A. What do we believe about Wellington? It's not so much what we believe about Wellington, but this is a departure from what we think is normal. We don't know the natural history as to what causes MS, so to take the leap and say, ''It's the water supply'' or ''It's the foundry'' or ''It's a farming community'' would be wrong at this point. We're not at a point where we can pinpoint that. Why Wellington? I don't have an answer because we don't know the cause.

Q. Is your office doing anything in particular about the Wellington situation?

A. No. Because there isn't anything to do. There's no knowledge that we have that indicates there's anything to be done.

Q. Do we have to wait on a cure of MS in order to make life healthier for those living in Lorain County?

A. There's a tremendous amount of research being done to help people with MS live better and maintain a good course of life. There's better medicine, and good neurologists who understand this better than before. There's no known cause; there is a genetic component, but it's not genetically caused.
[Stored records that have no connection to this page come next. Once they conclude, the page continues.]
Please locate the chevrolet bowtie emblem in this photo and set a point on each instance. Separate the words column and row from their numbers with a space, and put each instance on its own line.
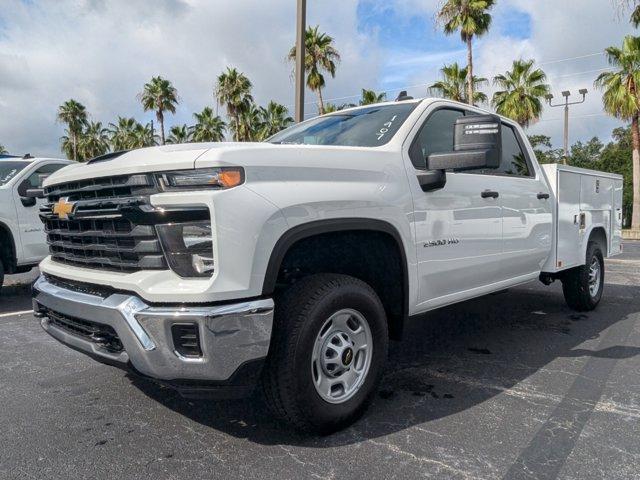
column 63, row 208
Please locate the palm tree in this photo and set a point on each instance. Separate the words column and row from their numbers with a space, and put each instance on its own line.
column 66, row 145
column 143, row 136
column 330, row 108
column 94, row 141
column 320, row 54
column 621, row 99
column 522, row 91
column 470, row 17
column 233, row 89
column 274, row 117
column 160, row 96
column 122, row 133
column 209, row 127
column 74, row 114
column 453, row 85
column 370, row 96
column 180, row 134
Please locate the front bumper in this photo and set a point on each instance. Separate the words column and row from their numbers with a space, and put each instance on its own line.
column 231, row 335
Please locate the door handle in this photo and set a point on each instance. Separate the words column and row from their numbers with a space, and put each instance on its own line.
column 489, row 194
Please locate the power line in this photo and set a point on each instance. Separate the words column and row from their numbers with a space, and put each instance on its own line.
column 426, row 85
column 571, row 58
column 589, row 115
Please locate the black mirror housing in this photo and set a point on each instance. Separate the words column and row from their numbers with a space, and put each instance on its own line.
column 28, row 201
column 477, row 144
column 34, row 193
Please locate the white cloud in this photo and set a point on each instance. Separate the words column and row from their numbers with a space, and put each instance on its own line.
column 102, row 52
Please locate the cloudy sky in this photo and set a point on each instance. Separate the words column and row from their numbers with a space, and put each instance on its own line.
column 101, row 52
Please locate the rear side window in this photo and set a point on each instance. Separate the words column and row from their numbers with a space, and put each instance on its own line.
column 436, row 136
column 514, row 161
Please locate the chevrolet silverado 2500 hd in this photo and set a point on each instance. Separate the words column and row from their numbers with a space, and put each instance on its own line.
column 22, row 240
column 289, row 263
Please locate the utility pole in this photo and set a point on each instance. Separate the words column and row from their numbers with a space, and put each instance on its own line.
column 566, row 94
column 301, row 27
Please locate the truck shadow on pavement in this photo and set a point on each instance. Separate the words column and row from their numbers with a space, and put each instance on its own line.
column 455, row 359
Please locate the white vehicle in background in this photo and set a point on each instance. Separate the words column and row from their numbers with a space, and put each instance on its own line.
column 22, row 240
column 290, row 263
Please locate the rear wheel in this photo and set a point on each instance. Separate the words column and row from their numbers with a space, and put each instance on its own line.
column 582, row 286
column 327, row 353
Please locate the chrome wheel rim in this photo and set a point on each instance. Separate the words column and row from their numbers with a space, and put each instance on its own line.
column 341, row 356
column 594, row 277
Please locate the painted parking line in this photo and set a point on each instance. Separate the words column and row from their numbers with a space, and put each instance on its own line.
column 10, row 314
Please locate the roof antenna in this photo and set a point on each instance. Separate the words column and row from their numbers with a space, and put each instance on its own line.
column 403, row 96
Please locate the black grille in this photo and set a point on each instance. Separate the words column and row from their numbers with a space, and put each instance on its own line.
column 108, row 228
column 102, row 335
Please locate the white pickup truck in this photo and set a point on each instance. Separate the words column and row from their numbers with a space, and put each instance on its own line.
column 22, row 239
column 213, row 268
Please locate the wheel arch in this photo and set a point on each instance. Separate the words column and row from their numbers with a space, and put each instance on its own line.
column 317, row 228
column 597, row 233
column 8, row 252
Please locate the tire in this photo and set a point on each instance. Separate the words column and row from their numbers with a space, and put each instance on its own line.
column 578, row 285
column 311, row 316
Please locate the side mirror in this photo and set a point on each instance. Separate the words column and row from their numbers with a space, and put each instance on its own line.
column 477, row 143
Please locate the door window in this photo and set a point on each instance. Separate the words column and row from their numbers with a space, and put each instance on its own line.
column 436, row 135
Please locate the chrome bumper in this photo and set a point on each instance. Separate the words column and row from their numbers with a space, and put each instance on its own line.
column 230, row 335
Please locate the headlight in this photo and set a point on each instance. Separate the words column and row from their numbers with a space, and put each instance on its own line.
column 188, row 248
column 221, row 177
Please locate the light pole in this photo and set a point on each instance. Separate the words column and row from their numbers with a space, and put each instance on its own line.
column 566, row 94
column 301, row 27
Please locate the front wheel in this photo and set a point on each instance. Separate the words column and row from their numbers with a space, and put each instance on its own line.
column 327, row 354
column 582, row 286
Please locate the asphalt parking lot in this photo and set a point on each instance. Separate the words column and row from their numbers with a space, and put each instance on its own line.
column 513, row 385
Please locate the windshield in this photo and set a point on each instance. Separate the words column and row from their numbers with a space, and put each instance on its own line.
column 8, row 170
column 363, row 127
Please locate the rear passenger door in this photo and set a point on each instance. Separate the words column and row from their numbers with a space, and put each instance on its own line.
column 458, row 233
column 526, row 207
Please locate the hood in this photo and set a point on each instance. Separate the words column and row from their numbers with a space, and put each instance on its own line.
column 152, row 159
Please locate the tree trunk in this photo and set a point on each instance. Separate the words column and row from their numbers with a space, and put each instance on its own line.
column 161, row 120
column 635, row 134
column 469, row 71
column 320, row 102
column 74, row 143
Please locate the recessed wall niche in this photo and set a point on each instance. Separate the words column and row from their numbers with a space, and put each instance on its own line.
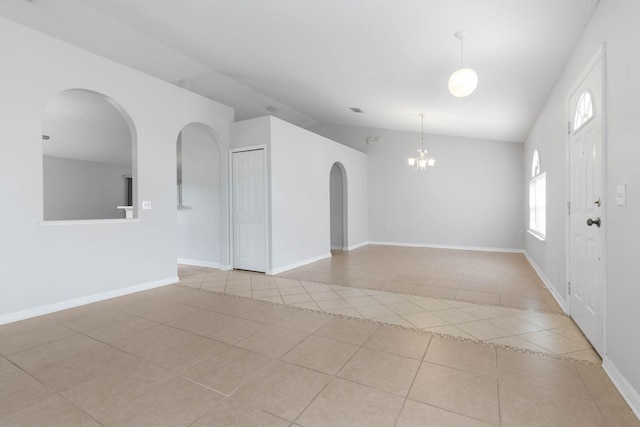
column 88, row 158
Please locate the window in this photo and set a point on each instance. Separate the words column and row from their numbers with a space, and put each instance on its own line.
column 88, row 151
column 537, row 198
column 584, row 110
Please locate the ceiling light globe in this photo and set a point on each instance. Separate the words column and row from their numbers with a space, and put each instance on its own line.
column 463, row 82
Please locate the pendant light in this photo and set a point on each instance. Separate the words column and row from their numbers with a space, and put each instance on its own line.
column 464, row 80
column 421, row 162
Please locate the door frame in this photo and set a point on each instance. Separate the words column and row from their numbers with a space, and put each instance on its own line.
column 344, row 217
column 267, row 202
column 599, row 56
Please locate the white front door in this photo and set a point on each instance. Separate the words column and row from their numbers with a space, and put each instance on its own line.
column 249, row 210
column 586, row 198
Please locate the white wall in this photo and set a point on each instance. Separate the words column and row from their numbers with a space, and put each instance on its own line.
column 80, row 189
column 299, row 165
column 199, row 233
column 47, row 267
column 614, row 22
column 471, row 198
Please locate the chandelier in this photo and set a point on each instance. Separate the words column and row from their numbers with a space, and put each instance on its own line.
column 464, row 80
column 421, row 162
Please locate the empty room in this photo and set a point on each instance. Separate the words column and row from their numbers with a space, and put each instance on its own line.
column 304, row 213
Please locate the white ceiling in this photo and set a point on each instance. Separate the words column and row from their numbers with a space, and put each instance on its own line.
column 313, row 59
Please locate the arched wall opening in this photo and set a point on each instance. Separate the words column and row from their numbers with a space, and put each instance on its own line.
column 89, row 165
column 338, row 207
column 198, row 196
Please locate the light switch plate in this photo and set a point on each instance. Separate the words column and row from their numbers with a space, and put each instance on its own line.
column 621, row 195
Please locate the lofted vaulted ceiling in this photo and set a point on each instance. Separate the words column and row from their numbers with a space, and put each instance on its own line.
column 314, row 59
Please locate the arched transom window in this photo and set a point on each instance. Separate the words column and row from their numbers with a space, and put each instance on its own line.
column 584, row 110
column 537, row 198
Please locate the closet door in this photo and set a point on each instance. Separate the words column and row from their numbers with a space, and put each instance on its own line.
column 249, row 210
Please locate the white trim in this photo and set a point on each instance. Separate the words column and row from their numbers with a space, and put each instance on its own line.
column 357, row 245
column 547, row 283
column 198, row 263
column 90, row 221
column 537, row 235
column 629, row 394
column 462, row 248
column 298, row 264
column 63, row 305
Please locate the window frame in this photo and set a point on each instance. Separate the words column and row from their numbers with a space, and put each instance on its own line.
column 537, row 199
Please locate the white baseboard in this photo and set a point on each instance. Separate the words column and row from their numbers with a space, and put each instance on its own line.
column 629, row 394
column 279, row 270
column 63, row 305
column 198, row 263
column 562, row 302
column 462, row 248
column 357, row 245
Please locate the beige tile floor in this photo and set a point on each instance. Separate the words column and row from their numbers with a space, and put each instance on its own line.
column 179, row 356
column 533, row 330
column 505, row 279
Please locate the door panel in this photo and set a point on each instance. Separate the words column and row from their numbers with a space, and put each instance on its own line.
column 586, row 263
column 249, row 210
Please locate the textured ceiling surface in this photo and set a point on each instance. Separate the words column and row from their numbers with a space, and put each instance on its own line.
column 314, row 59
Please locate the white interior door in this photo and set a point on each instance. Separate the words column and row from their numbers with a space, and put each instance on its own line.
column 249, row 210
column 586, row 210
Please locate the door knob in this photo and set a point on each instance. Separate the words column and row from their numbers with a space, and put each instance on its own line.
column 596, row 221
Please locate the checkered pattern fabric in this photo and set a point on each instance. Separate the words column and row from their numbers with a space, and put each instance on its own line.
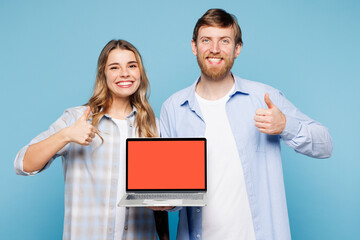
column 91, row 179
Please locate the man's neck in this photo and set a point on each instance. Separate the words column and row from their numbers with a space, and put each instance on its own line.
column 212, row 89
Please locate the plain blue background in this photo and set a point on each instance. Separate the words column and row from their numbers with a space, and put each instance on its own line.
column 308, row 49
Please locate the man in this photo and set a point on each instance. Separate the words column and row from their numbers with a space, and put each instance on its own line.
column 243, row 122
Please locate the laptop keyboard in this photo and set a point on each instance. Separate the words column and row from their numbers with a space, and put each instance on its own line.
column 159, row 196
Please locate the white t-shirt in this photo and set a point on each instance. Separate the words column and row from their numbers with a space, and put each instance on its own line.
column 120, row 211
column 227, row 214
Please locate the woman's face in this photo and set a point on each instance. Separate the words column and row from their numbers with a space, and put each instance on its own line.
column 122, row 73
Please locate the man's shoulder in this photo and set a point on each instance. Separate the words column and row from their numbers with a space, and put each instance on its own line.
column 254, row 87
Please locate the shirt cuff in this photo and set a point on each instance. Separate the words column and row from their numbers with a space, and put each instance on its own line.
column 291, row 128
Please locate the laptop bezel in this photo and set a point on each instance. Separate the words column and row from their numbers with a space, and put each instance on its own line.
column 201, row 190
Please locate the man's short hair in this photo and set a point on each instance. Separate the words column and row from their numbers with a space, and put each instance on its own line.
column 218, row 18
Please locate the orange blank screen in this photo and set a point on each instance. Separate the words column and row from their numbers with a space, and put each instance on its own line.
column 168, row 164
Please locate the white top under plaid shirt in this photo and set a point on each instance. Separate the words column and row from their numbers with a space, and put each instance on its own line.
column 91, row 179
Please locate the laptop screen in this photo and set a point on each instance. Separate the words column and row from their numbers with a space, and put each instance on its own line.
column 165, row 164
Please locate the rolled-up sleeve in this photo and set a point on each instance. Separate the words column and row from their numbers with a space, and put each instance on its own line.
column 303, row 134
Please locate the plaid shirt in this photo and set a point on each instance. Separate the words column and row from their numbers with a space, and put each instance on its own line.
column 91, row 179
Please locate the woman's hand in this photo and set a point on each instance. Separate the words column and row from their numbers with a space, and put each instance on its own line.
column 81, row 131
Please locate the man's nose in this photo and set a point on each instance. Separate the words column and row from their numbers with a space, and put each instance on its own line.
column 124, row 72
column 215, row 47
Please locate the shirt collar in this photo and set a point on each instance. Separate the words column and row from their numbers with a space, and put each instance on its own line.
column 190, row 97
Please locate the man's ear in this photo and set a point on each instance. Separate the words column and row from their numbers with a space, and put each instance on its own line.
column 194, row 47
column 237, row 50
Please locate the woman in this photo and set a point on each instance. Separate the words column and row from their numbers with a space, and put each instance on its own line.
column 91, row 141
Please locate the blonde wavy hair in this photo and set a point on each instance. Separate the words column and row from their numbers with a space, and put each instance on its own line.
column 101, row 99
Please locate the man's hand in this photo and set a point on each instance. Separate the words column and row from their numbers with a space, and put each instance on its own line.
column 160, row 208
column 81, row 132
column 270, row 121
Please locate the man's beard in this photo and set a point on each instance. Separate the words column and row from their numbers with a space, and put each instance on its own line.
column 215, row 73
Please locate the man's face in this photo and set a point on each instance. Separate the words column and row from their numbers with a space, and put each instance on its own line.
column 215, row 51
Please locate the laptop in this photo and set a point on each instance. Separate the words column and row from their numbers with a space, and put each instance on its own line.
column 165, row 172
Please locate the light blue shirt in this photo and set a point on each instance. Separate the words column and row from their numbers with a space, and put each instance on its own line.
column 259, row 153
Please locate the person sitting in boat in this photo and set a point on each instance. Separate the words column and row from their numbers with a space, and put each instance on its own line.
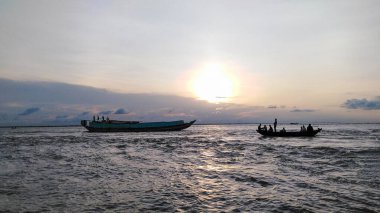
column 275, row 125
column 270, row 129
column 310, row 128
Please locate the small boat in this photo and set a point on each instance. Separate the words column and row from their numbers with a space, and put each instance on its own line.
column 134, row 126
column 289, row 134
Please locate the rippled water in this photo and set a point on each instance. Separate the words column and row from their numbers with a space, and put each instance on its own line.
column 209, row 168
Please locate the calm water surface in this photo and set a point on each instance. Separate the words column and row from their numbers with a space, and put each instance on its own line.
column 201, row 169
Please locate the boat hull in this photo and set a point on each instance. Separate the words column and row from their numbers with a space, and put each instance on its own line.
column 136, row 127
column 290, row 134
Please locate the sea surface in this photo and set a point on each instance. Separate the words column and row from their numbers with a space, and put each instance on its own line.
column 205, row 168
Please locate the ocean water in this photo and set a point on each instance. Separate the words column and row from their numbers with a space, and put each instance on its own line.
column 205, row 168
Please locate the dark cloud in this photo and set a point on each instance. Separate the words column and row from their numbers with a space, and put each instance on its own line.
column 362, row 104
column 120, row 111
column 302, row 110
column 29, row 111
column 58, row 117
column 83, row 114
column 105, row 112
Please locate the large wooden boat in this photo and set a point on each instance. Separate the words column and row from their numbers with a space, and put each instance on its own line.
column 290, row 134
column 134, row 126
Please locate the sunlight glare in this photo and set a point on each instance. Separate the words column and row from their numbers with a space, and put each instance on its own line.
column 213, row 84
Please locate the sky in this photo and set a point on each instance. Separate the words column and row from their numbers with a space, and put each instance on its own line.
column 214, row 61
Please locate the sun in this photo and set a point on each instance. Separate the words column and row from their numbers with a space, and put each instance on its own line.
column 213, row 84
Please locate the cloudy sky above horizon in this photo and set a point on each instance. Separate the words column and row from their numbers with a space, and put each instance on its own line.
column 297, row 59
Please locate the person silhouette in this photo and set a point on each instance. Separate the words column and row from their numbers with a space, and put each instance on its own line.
column 309, row 128
column 270, row 129
column 275, row 125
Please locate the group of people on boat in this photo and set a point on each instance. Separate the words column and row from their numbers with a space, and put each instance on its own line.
column 271, row 130
column 103, row 120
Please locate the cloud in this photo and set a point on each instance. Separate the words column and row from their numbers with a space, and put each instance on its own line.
column 58, row 117
column 108, row 112
column 302, row 110
column 29, row 111
column 120, row 111
column 362, row 104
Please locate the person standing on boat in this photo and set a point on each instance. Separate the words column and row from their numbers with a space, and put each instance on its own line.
column 270, row 129
column 275, row 125
column 309, row 128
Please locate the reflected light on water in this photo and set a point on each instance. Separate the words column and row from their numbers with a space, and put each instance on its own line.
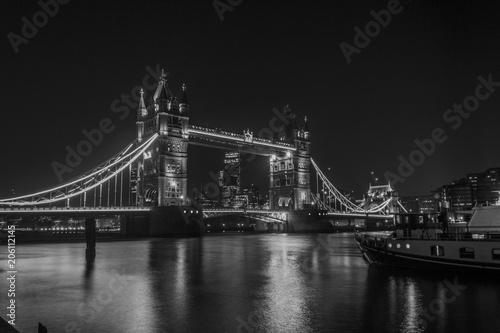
column 412, row 306
column 284, row 307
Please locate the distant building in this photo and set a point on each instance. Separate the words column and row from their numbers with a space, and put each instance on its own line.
column 229, row 178
column 419, row 204
column 476, row 189
column 379, row 194
column 252, row 196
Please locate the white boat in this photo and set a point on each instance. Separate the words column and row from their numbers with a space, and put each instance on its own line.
column 419, row 241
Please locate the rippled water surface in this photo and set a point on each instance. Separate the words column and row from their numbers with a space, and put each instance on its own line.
column 240, row 283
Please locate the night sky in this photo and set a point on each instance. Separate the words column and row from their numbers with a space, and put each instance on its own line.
column 263, row 55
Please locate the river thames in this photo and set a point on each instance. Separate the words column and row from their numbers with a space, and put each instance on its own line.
column 240, row 283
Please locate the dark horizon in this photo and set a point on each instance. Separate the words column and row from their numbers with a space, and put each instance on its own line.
column 362, row 115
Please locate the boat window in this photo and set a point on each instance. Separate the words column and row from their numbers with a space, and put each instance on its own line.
column 437, row 250
column 495, row 254
column 467, row 252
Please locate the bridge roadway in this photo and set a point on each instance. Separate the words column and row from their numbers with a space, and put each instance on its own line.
column 74, row 211
column 133, row 210
column 285, row 212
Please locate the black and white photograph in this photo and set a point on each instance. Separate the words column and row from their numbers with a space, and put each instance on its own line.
column 250, row 166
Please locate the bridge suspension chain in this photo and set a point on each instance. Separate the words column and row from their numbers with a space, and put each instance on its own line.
column 86, row 182
column 340, row 198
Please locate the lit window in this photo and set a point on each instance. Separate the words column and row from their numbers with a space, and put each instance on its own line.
column 495, row 254
column 466, row 252
column 437, row 250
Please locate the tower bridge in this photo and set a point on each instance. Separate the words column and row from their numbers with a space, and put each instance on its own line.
column 149, row 177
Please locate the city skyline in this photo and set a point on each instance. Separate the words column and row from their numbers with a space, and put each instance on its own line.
column 364, row 109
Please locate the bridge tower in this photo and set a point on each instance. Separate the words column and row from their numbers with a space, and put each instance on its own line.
column 289, row 174
column 162, row 171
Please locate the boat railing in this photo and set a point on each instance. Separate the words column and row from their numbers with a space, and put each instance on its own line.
column 380, row 239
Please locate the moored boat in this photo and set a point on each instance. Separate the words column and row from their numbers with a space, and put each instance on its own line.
column 420, row 241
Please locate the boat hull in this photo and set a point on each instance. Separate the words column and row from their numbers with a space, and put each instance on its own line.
column 384, row 256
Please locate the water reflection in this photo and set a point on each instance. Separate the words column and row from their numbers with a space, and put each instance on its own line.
column 285, row 304
column 264, row 283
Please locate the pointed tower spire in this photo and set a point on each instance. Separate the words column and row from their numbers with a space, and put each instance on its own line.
column 306, row 128
column 162, row 90
column 183, row 104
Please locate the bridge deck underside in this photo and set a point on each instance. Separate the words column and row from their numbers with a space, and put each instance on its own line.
column 243, row 147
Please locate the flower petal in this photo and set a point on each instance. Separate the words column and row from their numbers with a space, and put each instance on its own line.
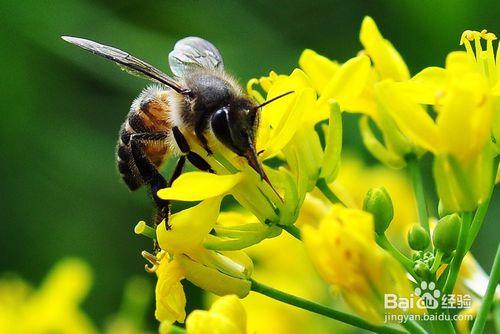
column 210, row 279
column 331, row 159
column 289, row 123
column 170, row 297
column 197, row 186
column 410, row 117
column 348, row 82
column 426, row 86
column 319, row 68
column 388, row 62
column 189, row 227
column 464, row 123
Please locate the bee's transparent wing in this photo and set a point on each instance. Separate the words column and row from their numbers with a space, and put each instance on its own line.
column 192, row 53
column 126, row 61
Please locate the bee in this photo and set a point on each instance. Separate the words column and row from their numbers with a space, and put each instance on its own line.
column 201, row 97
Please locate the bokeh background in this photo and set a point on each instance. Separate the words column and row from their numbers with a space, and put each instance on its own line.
column 60, row 193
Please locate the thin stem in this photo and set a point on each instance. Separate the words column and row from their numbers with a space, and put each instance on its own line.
column 321, row 309
column 413, row 327
column 477, row 222
column 383, row 242
column 418, row 188
column 459, row 254
column 437, row 261
column 488, row 297
column 325, row 190
column 293, row 230
column 442, row 326
column 176, row 330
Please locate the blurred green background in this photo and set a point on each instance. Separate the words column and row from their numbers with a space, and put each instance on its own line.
column 62, row 108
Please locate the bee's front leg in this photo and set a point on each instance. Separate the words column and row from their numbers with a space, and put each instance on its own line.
column 150, row 173
column 193, row 157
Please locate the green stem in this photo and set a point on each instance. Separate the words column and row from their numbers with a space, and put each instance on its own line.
column 477, row 222
column 321, row 309
column 480, row 321
column 441, row 326
column 293, row 230
column 459, row 254
column 418, row 188
column 437, row 261
column 383, row 242
column 413, row 327
column 176, row 330
column 325, row 189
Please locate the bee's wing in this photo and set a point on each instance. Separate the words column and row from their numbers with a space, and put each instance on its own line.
column 191, row 53
column 126, row 61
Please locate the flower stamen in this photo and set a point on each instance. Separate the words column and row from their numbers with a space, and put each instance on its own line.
column 155, row 263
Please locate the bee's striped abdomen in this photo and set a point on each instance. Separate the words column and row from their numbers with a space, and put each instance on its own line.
column 148, row 114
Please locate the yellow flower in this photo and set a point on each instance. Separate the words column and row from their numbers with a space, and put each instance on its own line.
column 354, row 180
column 459, row 137
column 283, row 262
column 226, row 316
column 343, row 250
column 170, row 297
column 286, row 129
column 352, row 85
column 53, row 307
column 472, row 282
column 184, row 256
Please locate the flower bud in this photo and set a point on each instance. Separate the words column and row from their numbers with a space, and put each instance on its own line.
column 378, row 202
column 211, row 279
column 422, row 270
column 442, row 211
column 445, row 236
column 418, row 239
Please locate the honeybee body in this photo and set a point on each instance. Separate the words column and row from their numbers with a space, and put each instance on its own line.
column 149, row 113
column 200, row 97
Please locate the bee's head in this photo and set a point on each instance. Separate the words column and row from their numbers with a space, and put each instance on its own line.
column 234, row 126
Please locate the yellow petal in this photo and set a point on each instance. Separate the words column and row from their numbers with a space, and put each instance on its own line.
column 464, row 123
column 427, row 86
column 197, row 186
column 459, row 62
column 348, row 82
column 170, row 297
column 210, row 279
column 411, row 118
column 231, row 308
column 189, row 227
column 376, row 148
column 386, row 58
column 289, row 123
column 319, row 68
column 331, row 159
column 203, row 322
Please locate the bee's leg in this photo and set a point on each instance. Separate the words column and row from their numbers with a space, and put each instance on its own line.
column 193, row 157
column 199, row 128
column 178, row 170
column 149, row 172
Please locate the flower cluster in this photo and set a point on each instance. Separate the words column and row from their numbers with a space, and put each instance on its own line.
column 366, row 230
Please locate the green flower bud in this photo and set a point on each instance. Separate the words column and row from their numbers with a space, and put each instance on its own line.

Q. What can people in Lorain County do if they are concerned?

A. There isn't any known course of action anyone can take to prevent the disease. Just don't smoke; eat right and get plenty of exercise. That will make your immune system stronger. Will that prevent someone destined to get MS from getting it? That I don't know. But the healthier you are, the easier it is to fight off any disease. In general, just try to keep healthy.''

Interview conducted by Morning Journal reporter Tara York Ellis.